Derek Beard

Personal information
- Full name: Derek Andrew Beard
- Born: 10 September 1961 (age 64) Te Aroha, New Zealand
- Batting: Right-handed
- Bowling: Right-arm medium
- Role: Bowler
- Relations: Don Beard (father)

Domestic team information
- 1987/88–1990/91: Northern Districts

Career statistics
| Competition | First-class | List A |
| Matches | 8 | 18 |
| Runs scored | 99 | 109 |
| Batting average | 14.14 | 15.57 |
| 100s/50s | 0/0 | 0/0 |
| Top score | 28 | 30 |
| Balls bowled | 1,284 | 798 |
| Wickets | 23 | 22 |
| Bowling average | 26.69 | 19.36 |
| 5 wickets in innings | 1 | 1 |
| 10 wickets in match | 0 | 0 |
| Best bowling | 6/18 | 5/34 |
| Catches/stumpings | 3/– | 3/– |
- Source: Cricinfo, 18 December 2019

= Derek Beard =

New Zealand cricketer

Derek Andrew Beard (born 10 September 1961) is a former New Zealand cricketer who played first-class and List A cricket for Northern Districts from 1987 to 1991. His father, Don Beard, played Test cricket for New Zealand in the 1950s.
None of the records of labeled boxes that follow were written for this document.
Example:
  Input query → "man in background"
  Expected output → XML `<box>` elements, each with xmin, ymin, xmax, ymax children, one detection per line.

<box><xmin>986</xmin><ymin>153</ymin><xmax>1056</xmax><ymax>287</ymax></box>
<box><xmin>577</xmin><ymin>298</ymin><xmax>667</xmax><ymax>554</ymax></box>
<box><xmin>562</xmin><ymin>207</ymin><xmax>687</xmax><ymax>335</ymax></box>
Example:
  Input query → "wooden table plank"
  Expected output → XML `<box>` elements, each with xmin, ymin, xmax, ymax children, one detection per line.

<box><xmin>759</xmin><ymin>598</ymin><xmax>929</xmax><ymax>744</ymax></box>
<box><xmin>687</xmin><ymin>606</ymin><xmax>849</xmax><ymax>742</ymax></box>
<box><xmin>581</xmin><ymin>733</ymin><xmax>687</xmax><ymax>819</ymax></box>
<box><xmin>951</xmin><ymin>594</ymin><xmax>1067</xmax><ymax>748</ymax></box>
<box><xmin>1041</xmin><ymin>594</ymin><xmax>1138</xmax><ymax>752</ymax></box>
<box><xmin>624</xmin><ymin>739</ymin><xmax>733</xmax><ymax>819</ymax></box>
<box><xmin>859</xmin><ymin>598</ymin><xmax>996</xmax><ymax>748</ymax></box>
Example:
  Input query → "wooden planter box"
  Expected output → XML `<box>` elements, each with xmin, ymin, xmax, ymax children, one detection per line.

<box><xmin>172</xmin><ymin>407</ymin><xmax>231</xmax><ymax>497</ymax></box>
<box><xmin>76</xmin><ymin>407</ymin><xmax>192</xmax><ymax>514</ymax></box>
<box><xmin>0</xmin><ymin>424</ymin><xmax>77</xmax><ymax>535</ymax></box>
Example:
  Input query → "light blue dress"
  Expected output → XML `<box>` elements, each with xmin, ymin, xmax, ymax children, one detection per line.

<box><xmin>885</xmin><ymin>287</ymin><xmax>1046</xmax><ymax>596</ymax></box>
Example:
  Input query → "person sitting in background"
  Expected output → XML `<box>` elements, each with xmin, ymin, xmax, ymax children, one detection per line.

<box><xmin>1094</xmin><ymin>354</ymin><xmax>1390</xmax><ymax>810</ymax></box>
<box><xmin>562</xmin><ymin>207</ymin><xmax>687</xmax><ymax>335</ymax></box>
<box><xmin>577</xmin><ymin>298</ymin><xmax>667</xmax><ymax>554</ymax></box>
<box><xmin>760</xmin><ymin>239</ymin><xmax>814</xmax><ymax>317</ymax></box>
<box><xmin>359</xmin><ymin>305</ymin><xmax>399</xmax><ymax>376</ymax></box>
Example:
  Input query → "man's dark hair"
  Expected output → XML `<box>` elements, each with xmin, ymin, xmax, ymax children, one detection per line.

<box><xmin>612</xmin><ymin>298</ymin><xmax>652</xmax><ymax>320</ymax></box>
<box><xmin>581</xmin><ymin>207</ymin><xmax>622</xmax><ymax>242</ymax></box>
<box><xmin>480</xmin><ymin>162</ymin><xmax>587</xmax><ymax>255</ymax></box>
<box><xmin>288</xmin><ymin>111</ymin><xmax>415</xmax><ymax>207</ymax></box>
A medium-pace bowler, Beard's best first-class figures were 6 for 18 (off 10 overs) against Central Districts in 1989–90. In List A cricket his best figures were 5 for 34, the first five wickets to fall, also against Central Districts, in 1990–91.

A science teacher at Mount Maunganui College, Beard played 105 representative matches for Bay of Plenty. In 2016 he was awarded life membership of the Bay of Plenty Cricket Association.